The histories of Japan and Korea have been intertwined since the 3rd century BC, when Koreans from the southern region of Korea — including modern-day Busan and Gimhae — started to move across to the Kyushu region of Japan. Since then, the relationship between the two countries has been close, with diplomatic exchanges and transfer of ideas and culture in both directions.
During the 6th century, however, tensions rose between Japan and the Korean kingdom of Silla. This was worsened by the actions of Korean pirates, who attacked Japan’s Kyushu region repeatedly in the 9th to the 11th century. By the medieval period, piracy was mainly carried out by the Japanese, who raided the coasts of Korea and China throughout the 16th and 18th centuries.
In the late 19th century, Japan was concerned about Korea’s international affairs — especially that it seemed to be forming a strong alliance with Russia. To combat this alliance, Japan declared war on Russia. This led to the Japan-Korea treaty of 1905, which made Korea a protectorate of Japan. From this point on, the power balance between Japan and Korea tipped in Japan’s favour, and in 1910, the signing of the Japan-Korea Annexation Treaty formalised Japan’s takeover of the country.
This takeover is at the crux of the sea’s naming dispute. Koreans argue that as the name Sea of Japan only came into widespread international use during the Japanese annexation of Korea — which lasted from 1910 until 1945 — and as the name was imposed upon them during colonial rule, it thus has no legitimacy. Japan argues that the name was in use much earlier. Both countries have conducted studies of historical maps, but have produced different results.
The atrocities committed during wartime — a notable example is the Japanese use of ‘comfort women’, young Korean women who were forced into Japanese military brothels — strained Korean-Japanese relations to the point that following the end of World War II and Korean independence, South Korea did not resume trade relations with Japan again until 1965.
Whilst trade and diplomatic relations have improved drastically since then, and Japan is a popular holiday destination for young Koreans, there is still strong feeling about the sea’s name from both Korea and Japan. In 2017 a Korean high school student sent no fewer than five requests to have its name amended from Sea of Japan to East Sea when it was mentioned on British website The Stack. Korean-Americans successfully lobbied the State of Virginia in 2014 to pass legislation requiring schools to use textbooks which contained both names. In 2017, the Japanese government called on tourists to report maps which labelled the body of water as the East Sea.
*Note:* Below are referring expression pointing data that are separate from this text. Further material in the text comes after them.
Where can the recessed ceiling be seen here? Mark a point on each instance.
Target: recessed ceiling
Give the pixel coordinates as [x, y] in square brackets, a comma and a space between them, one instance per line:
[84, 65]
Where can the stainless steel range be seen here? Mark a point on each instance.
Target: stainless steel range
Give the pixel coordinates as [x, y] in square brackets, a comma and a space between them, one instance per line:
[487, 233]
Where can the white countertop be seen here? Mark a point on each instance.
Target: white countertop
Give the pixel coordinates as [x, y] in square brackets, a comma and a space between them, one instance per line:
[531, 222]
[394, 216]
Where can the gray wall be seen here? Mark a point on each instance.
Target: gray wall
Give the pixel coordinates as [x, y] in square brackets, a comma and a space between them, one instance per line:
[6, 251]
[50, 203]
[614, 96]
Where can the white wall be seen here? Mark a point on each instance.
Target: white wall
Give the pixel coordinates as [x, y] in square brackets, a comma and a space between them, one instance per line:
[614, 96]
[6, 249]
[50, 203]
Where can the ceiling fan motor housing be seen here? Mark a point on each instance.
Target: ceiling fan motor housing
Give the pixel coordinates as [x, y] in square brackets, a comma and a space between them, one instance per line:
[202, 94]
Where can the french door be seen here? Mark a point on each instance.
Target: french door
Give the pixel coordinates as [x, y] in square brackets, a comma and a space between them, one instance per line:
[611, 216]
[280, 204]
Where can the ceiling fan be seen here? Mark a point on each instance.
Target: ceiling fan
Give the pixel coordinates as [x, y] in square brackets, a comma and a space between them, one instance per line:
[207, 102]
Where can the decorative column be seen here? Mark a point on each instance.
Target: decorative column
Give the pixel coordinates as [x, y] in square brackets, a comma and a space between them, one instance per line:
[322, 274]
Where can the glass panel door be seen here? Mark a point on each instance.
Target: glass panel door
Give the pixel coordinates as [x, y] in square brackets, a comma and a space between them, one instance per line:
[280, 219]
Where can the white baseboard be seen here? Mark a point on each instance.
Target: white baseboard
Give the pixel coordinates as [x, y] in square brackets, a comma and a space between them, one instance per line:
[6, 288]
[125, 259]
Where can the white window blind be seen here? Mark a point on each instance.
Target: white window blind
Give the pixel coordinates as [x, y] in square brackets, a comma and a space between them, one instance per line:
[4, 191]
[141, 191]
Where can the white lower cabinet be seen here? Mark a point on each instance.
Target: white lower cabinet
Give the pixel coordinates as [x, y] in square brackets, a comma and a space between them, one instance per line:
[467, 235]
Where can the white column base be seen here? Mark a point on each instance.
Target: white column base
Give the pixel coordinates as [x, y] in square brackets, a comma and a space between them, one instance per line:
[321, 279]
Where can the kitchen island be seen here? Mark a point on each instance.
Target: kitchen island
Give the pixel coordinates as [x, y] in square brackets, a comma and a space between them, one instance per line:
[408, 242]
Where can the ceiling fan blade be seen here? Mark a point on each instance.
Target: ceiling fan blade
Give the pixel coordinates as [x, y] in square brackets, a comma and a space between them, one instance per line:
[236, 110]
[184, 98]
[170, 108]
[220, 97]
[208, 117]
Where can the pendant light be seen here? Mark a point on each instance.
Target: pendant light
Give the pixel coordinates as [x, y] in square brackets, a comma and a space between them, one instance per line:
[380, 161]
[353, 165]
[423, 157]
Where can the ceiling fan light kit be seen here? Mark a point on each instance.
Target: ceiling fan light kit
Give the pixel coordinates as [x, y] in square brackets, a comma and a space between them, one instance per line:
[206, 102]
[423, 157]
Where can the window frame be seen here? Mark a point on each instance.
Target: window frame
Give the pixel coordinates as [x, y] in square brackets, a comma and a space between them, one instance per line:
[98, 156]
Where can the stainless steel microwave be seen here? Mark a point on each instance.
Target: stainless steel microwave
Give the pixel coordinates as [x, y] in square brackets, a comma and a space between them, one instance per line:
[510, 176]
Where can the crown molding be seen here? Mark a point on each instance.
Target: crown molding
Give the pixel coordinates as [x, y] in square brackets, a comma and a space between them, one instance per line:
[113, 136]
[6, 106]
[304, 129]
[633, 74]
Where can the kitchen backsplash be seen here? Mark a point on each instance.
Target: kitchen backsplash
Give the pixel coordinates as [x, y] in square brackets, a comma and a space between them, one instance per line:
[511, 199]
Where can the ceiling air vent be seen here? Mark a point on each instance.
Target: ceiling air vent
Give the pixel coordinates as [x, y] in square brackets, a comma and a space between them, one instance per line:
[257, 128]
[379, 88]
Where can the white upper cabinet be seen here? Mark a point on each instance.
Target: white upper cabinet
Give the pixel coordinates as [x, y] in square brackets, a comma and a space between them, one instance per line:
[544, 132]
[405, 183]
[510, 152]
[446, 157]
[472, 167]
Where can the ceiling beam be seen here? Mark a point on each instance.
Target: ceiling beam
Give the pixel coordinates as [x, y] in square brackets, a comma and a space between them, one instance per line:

It’s made more difficult by the fact that East Sea geographically locates the sea solely in relation to the Korean peninsula, which could lead to confusion on international maps — after all, there are a number of other ‘East Seas’ around the globe. Sea of Japan, on the other hand, implies a possession which Korea finds untenable, with the memory of Japanese forced annexation fresh in the country’s collective memory. In 2006, Korean prime minister Roh Moo Hyun floated the idea of an entirely new name as a compromise — the Sea of Peace or Sea of Friendship. Japan was less keen, however, vetoing the name change. For the time being, it looks as though both names are here to stay. Many international maps include both terms, which — as in the case of other contested names — represents the best short-term solution to the naming dispute.